An Introduction to the Twin Engine
The Twin Engine in the Hark Platform allows users to model their assets, create Automations, manage Alarms and more. Below, we'll cover some of the core concepts in the Twin Engine.
Models
Models allow you to model your assets in the Hark Platform and can be created arbitrarily, they can model an Asset, a Location or anything you'd like. They can be have a set of properties on them to denote the data that makes up your Model. Models can have Automations, Events and Alarms linked to them.
When creating a model, it'll require a name, a unique ID and you can give it an icon to represent what it is modelling.
Properties
Properties belong on a Model to denote the data that makes up your Model. Properties are arbitrary and can be informational or used to track the current state of an Asset. For example you could add a property for a Location, or a temperature reading from a device.

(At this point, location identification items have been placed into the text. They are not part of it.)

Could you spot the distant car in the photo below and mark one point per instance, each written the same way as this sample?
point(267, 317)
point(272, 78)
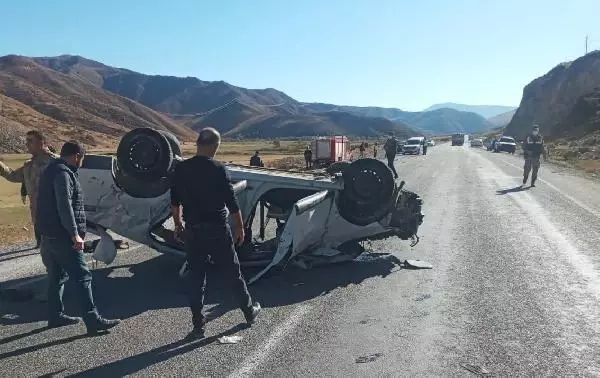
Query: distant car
point(506, 144)
point(413, 146)
point(476, 143)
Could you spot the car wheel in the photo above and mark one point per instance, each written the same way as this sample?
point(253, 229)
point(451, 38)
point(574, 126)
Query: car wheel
point(368, 192)
point(145, 154)
point(138, 188)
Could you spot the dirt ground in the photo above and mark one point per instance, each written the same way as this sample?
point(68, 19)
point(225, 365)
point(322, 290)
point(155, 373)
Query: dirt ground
point(15, 222)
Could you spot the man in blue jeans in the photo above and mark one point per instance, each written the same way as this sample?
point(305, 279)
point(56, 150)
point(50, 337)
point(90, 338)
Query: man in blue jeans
point(62, 224)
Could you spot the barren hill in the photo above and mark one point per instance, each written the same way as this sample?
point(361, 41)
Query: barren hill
point(70, 107)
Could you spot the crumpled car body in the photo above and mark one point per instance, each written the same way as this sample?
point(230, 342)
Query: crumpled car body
point(317, 218)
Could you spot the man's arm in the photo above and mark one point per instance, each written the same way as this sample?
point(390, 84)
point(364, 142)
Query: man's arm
point(233, 205)
point(63, 189)
point(12, 175)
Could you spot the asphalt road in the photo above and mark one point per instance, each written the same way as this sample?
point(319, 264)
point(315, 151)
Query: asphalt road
point(515, 290)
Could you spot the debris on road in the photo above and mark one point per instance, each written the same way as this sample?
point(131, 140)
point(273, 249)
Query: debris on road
point(417, 264)
point(229, 339)
point(423, 297)
point(16, 295)
point(475, 369)
point(369, 358)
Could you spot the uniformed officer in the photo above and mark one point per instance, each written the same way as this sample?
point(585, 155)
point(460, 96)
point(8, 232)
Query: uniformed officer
point(201, 187)
point(61, 222)
point(533, 148)
point(256, 161)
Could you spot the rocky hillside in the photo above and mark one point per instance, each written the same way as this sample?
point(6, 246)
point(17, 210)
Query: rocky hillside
point(241, 112)
point(503, 119)
point(562, 101)
point(64, 106)
point(436, 122)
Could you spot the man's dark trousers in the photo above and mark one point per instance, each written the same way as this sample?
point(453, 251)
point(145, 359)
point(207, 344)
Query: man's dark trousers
point(63, 262)
point(214, 240)
point(391, 158)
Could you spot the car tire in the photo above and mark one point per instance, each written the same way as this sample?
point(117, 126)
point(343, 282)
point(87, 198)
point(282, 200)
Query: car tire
point(337, 167)
point(368, 192)
point(145, 154)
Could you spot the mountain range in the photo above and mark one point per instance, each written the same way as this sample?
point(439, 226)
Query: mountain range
point(486, 111)
point(71, 96)
point(565, 102)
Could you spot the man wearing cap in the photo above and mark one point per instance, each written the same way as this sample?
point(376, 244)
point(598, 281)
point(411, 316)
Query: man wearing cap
point(29, 174)
point(61, 223)
point(201, 188)
point(533, 148)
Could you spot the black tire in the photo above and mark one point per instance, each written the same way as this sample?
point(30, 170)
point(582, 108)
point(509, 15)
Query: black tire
point(139, 188)
point(145, 154)
point(174, 142)
point(337, 167)
point(368, 192)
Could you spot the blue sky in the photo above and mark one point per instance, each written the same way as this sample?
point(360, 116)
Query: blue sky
point(394, 53)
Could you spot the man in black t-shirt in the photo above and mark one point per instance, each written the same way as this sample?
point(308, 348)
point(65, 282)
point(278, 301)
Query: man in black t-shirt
point(201, 186)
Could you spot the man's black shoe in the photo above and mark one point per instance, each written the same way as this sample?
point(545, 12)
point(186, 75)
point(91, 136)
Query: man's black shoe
point(252, 313)
point(101, 324)
point(62, 320)
point(195, 334)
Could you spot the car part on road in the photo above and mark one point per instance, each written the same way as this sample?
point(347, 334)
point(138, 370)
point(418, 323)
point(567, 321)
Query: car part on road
point(309, 210)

Property IDs are unique to the Model the property is on, and will be referenced in Ingresses, Automations and other aspects of the Twin Engine.
Connectors
A Connector in the Twin Engine provides access for other parts of the Twin Engine, such as Automations and Ingresses, to connect to external services for read or write capability. For example, you can create an MQTT Connector to receive data from an MQTT Broker, or send MQTT messages for write capability.
Ingresses
An Ingress is used in the Twin Engine to ingress messages to Models or Events. When a message is received, you can use them to map the incomming data to Model Properties, or emit Events within the Twin Engine. These updates can be used to trigger Automations later.
Automations
Automations allow you to do a wide range of actions within the Hark Platform, and they allow you to model your business processes. With a wide range of Triggers, Conditions and Actions you can construct rules to do many things such as manage your data within the Hark Platform, contact external services, active Alarms and much more.

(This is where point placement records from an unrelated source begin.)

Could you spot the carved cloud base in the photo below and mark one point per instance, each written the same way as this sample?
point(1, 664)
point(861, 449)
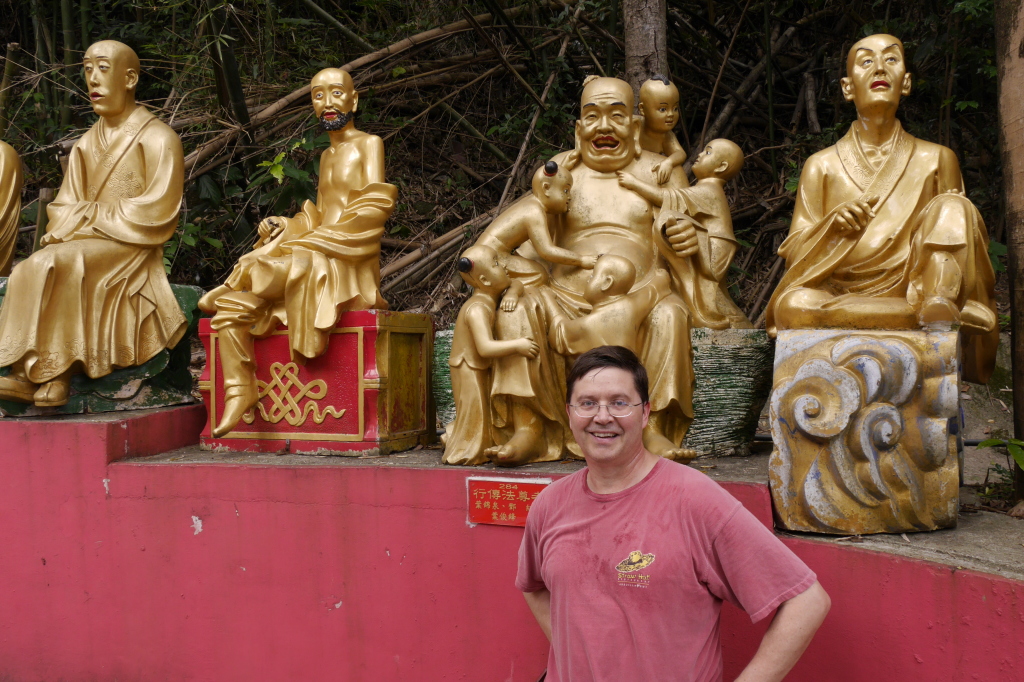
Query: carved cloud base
point(367, 393)
point(864, 425)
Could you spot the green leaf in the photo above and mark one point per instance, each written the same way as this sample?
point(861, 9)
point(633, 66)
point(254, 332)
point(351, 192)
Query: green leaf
point(1018, 454)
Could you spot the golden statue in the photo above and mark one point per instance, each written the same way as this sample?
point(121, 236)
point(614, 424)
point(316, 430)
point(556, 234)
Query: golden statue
point(96, 296)
point(888, 287)
point(304, 271)
point(10, 205)
point(527, 394)
point(883, 236)
point(700, 280)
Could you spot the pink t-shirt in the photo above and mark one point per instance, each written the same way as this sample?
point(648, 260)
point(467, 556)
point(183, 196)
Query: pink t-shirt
point(637, 578)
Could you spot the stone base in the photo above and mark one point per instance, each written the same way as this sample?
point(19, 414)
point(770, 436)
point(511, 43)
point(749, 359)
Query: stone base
point(732, 375)
point(865, 427)
point(368, 392)
point(162, 381)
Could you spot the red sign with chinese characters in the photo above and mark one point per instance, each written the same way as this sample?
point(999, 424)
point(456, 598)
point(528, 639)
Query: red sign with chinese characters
point(502, 501)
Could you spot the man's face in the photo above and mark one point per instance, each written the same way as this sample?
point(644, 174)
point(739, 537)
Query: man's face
point(606, 128)
point(334, 98)
point(605, 438)
point(111, 82)
point(876, 74)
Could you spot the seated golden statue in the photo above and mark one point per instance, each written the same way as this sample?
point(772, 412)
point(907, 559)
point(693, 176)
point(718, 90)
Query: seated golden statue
point(883, 236)
point(96, 296)
point(10, 205)
point(527, 402)
point(306, 270)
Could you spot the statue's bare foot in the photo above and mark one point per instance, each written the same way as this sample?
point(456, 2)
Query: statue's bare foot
point(53, 393)
point(524, 446)
point(17, 389)
point(662, 446)
point(238, 400)
point(938, 313)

Automations can optionally belong to a Model for organization, but can also exist Organization-wide.
- Triggers - Defined against an Automation to trigger your Automation when certain actions have occured, e.g: MQTT message, Alarm activated, and more.
- Conditions - What conditions must pass for your Automation to be triggered? e.g: Time of Day, telemetry and property checks, and more.

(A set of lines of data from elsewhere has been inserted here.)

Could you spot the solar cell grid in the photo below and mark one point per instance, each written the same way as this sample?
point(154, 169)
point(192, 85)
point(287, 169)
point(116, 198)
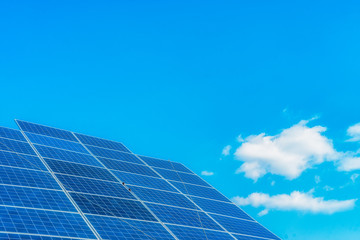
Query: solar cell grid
point(187, 233)
point(223, 208)
point(35, 198)
point(21, 160)
point(125, 229)
point(44, 130)
point(144, 181)
point(84, 185)
point(243, 227)
point(12, 134)
point(79, 170)
point(43, 222)
point(15, 146)
point(108, 153)
point(181, 177)
point(183, 216)
point(57, 143)
point(128, 167)
point(24, 177)
point(13, 236)
point(48, 152)
point(112, 206)
point(199, 191)
point(94, 141)
point(157, 196)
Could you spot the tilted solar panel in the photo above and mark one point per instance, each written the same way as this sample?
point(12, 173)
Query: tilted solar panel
point(57, 184)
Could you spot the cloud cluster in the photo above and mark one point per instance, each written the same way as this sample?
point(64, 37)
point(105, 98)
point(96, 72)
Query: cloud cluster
point(288, 154)
point(354, 132)
point(299, 201)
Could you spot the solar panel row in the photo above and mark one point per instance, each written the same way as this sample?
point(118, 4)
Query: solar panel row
point(106, 192)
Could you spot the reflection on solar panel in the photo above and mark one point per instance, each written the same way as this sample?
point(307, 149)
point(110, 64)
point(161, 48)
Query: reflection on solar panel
point(56, 184)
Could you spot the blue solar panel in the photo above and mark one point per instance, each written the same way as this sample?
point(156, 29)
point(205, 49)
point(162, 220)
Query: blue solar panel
point(223, 208)
point(12, 134)
point(14, 236)
point(155, 162)
point(21, 160)
point(157, 196)
point(128, 167)
point(35, 198)
point(244, 227)
point(15, 146)
point(24, 177)
point(199, 191)
point(183, 216)
point(108, 153)
point(47, 131)
point(43, 222)
point(125, 229)
point(57, 143)
point(34, 206)
point(181, 177)
point(144, 181)
point(187, 233)
point(80, 170)
point(55, 153)
point(86, 185)
point(110, 206)
point(99, 142)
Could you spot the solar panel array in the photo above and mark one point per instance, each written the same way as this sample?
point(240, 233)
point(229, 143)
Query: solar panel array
point(56, 184)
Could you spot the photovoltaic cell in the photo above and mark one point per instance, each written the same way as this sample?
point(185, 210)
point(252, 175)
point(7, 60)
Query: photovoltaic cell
point(107, 153)
point(57, 143)
point(13, 236)
point(112, 206)
point(43, 222)
point(21, 160)
point(15, 146)
point(59, 154)
point(47, 131)
point(157, 196)
point(34, 206)
point(30, 178)
point(85, 185)
point(155, 162)
point(128, 167)
point(183, 216)
point(144, 181)
point(199, 191)
point(121, 229)
point(223, 208)
point(35, 198)
point(187, 233)
point(181, 177)
point(243, 227)
point(12, 134)
point(79, 170)
point(99, 142)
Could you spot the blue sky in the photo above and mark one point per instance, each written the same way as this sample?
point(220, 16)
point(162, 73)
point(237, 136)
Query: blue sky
point(182, 80)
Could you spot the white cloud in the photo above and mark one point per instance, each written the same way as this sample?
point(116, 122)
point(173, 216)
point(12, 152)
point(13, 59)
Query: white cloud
point(354, 132)
point(207, 173)
point(354, 177)
point(288, 154)
point(296, 201)
point(226, 150)
point(349, 163)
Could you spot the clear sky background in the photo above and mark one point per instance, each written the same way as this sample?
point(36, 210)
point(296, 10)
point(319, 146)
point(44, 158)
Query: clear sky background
point(181, 80)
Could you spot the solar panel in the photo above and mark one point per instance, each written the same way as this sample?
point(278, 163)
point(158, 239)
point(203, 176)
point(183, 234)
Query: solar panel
point(76, 186)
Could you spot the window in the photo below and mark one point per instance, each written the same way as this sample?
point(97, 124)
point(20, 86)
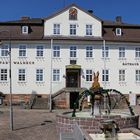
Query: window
point(4, 50)
point(118, 31)
point(121, 52)
point(72, 14)
point(22, 51)
point(137, 75)
point(56, 51)
point(121, 75)
point(73, 51)
point(88, 75)
point(137, 52)
point(105, 52)
point(89, 51)
point(72, 29)
point(21, 75)
point(39, 75)
point(56, 75)
point(105, 75)
point(3, 74)
point(88, 29)
point(25, 29)
point(39, 51)
point(56, 29)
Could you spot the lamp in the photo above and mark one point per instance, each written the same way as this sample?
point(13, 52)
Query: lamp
point(10, 77)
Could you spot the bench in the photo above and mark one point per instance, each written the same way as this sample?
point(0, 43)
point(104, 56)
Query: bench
point(77, 134)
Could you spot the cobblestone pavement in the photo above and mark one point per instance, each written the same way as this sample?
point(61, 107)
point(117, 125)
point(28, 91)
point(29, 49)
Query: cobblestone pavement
point(32, 124)
point(28, 125)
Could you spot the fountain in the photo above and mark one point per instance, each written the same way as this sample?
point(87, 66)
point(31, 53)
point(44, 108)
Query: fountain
point(101, 119)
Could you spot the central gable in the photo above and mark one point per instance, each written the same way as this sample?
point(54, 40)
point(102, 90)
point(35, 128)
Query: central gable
point(73, 21)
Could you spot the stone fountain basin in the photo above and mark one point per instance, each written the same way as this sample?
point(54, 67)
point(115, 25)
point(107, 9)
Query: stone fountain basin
point(92, 124)
point(120, 136)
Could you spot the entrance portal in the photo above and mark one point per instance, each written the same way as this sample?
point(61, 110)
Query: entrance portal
point(73, 98)
point(73, 78)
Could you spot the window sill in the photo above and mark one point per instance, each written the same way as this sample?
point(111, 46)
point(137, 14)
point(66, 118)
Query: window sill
point(138, 58)
point(22, 57)
point(122, 83)
point(89, 58)
point(73, 58)
point(22, 82)
point(2, 57)
point(122, 59)
point(106, 58)
point(40, 82)
point(40, 57)
point(56, 58)
point(3, 82)
point(137, 82)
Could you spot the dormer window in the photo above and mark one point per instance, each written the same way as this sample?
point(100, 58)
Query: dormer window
point(118, 32)
point(25, 29)
point(72, 14)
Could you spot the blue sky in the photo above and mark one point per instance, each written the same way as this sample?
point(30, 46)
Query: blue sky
point(104, 9)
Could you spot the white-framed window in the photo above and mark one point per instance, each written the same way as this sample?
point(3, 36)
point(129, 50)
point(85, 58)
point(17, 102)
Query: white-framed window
point(56, 51)
point(121, 52)
point(21, 75)
point(39, 75)
point(118, 31)
point(22, 51)
point(56, 29)
point(89, 73)
point(25, 29)
point(4, 50)
point(3, 75)
point(137, 75)
point(137, 52)
point(73, 14)
point(105, 52)
point(89, 51)
point(88, 29)
point(39, 51)
point(121, 75)
point(72, 29)
point(56, 75)
point(73, 51)
point(105, 75)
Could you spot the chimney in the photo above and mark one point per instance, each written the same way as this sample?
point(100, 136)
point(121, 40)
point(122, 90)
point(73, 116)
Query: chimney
point(25, 18)
point(90, 11)
point(119, 19)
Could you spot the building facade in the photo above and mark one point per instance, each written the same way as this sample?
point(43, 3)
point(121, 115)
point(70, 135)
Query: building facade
point(57, 55)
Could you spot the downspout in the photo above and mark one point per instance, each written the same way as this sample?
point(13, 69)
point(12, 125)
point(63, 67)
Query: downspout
point(51, 77)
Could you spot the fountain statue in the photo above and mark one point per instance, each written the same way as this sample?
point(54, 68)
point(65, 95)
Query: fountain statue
point(103, 121)
point(97, 95)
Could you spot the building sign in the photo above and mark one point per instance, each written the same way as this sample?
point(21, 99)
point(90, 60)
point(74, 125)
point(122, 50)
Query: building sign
point(19, 62)
point(24, 62)
point(130, 64)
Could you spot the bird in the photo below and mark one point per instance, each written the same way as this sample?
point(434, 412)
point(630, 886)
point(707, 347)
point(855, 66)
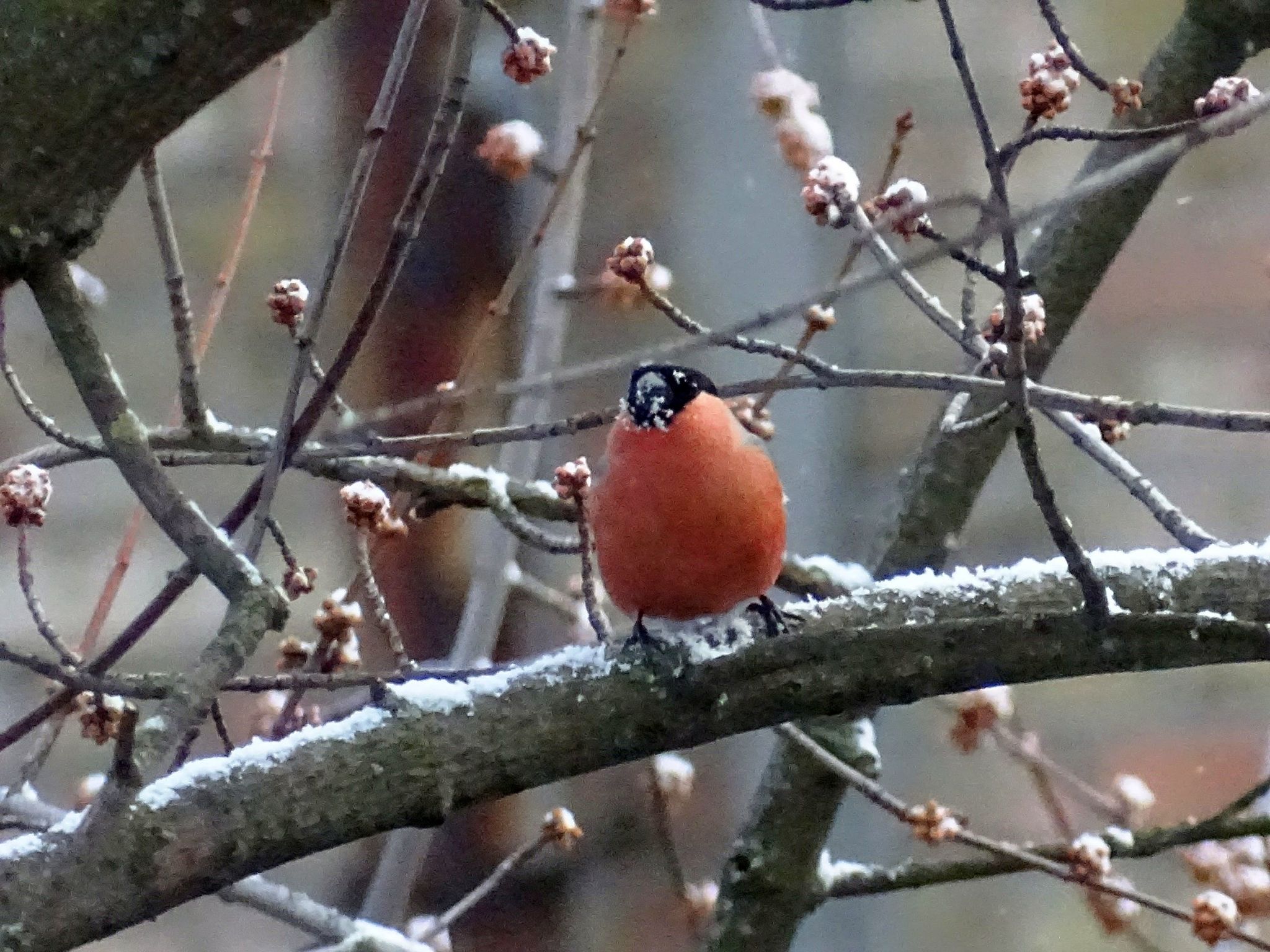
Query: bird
point(689, 519)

- Actions - Define what to do when your Automation is triggered and passes any Conditions, e.g: Send an SMS or Email, Set a Model Property, Send an MQTT message and more.
- Each Action can contain an optional set of Conditions against them to only run them when the defined Conditions pass.
Alarms
Alarms can be activate to help monitor faults or issues with the assets your are Modelling the Hark Platform. For example, when a fault is active on a remote device, you can activate an Alarm, or when telemetry tells you an issue could occur, you can activate an Alarm.
Alarms can be activated, updated or cleared by using our Automations to define the rules for when an Alarm should be activated, updated or cleared.
Events
Events can be raised to track when things have occured, they can be used in many different ways in the Hark Platform such as logging that something has occured, tracking information over time or to trigger Automations. Ingresses and Automations can raise events depending on incomming messages from a Connector, or a set of defined rules on an Automation.